GOES-11 (GOES-West, positioned at 135º West longitude) only imaged the region once every 3 hours during a full disk scan (in this example, at 00:00, 03:00, and 06:00 UTC). GOES-14 (positioned at 105º West longitude) was emulating GOES-West operations during the final days of its NOAA Science Test, and except for the 3-hourly full disk scans, its imaging area was terminated just to the east of the volcano. GOES-12 (GOES-East, positioned at 75º West longitude) had the best, most consistent view of the South American region.
Note how the signature of the volcanic cloud becomes more difficult to follow on the IR imagery, but is still faintly recognizable for an additional 1-2 hours on the water vapor imagery. The different appearance of the GOES-11 water vapor imagery is due to the fact that the 6.7 µm water vapor channel on GOES-11 is a much “narrower” channel (spectrally) compared to the 6.5 µm water vapor channel on GOES-12 and GOES-14; in addition, the large viewing angle from GOES-11 has shifted the water vapor weighting function to higher (colder) altitudes, making the features appear darker blue to white with this particular water vapor color enhancement.

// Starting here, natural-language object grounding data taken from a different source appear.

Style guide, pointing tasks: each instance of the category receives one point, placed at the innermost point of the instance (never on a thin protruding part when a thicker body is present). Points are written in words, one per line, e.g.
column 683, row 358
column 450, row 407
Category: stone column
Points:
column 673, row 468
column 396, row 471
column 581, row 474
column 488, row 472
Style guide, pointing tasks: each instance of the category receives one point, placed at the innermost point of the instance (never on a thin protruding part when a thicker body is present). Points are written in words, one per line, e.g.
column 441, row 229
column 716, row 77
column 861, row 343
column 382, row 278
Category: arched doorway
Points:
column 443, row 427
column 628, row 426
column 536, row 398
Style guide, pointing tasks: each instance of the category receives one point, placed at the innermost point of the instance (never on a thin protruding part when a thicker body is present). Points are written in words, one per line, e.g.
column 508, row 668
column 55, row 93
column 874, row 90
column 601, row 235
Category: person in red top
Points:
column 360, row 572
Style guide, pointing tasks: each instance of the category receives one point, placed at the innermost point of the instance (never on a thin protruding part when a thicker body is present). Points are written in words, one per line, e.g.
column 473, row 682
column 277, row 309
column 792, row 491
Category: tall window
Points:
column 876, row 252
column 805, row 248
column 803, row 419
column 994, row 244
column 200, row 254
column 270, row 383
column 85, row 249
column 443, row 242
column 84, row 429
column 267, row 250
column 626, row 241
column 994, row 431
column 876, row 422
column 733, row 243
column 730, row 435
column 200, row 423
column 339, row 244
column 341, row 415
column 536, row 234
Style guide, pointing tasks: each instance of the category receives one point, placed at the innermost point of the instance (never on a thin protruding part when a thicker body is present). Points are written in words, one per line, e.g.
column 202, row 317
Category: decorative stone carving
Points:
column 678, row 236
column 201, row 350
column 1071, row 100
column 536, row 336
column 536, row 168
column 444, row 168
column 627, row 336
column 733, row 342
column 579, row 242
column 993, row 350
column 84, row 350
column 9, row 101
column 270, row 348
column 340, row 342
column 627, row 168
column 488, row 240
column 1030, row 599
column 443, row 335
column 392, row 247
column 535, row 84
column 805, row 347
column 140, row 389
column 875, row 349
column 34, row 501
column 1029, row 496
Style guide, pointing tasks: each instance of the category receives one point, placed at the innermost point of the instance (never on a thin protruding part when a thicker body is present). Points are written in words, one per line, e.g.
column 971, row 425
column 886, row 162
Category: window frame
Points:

A simple method for identifying and tracking volcanic ash clouds is the use of a “reverse absorption” or “split window” IR difference product, subtracting the brightness temperature values of the 12.0 µm IR channel from the 10.7 µm IR channel. The GOES-11 IR difference product at 03:00 and 06:00 UTC (above) showed that the volcanic ash cloud had drifted westward over Ipiales (station identifier SKIP) and Pasto (station identifier SKPS) in Colombia, and was moving just to the north of Quito, Ecuador (station identifier SEQU). Note that on the more recent GOES satellites — GOES-12 and beyond — the 12.0 µm IR channel on the Imager instrument has been replaced with a 13.3 µm IR channel, preventing the application of this type of IR difference volcanic ash identification on the more recently-launched GOES satellites.
A corresponding IR difference product using the MODIS 11.0 µm and 12.0 µm channels at 03:25 and 06:25 UTC is shown below. With finer spatial resolution than GOES (1 km, vs 4 km), the edges of the ash cloud feature appear with greater clarity on the MODIS images.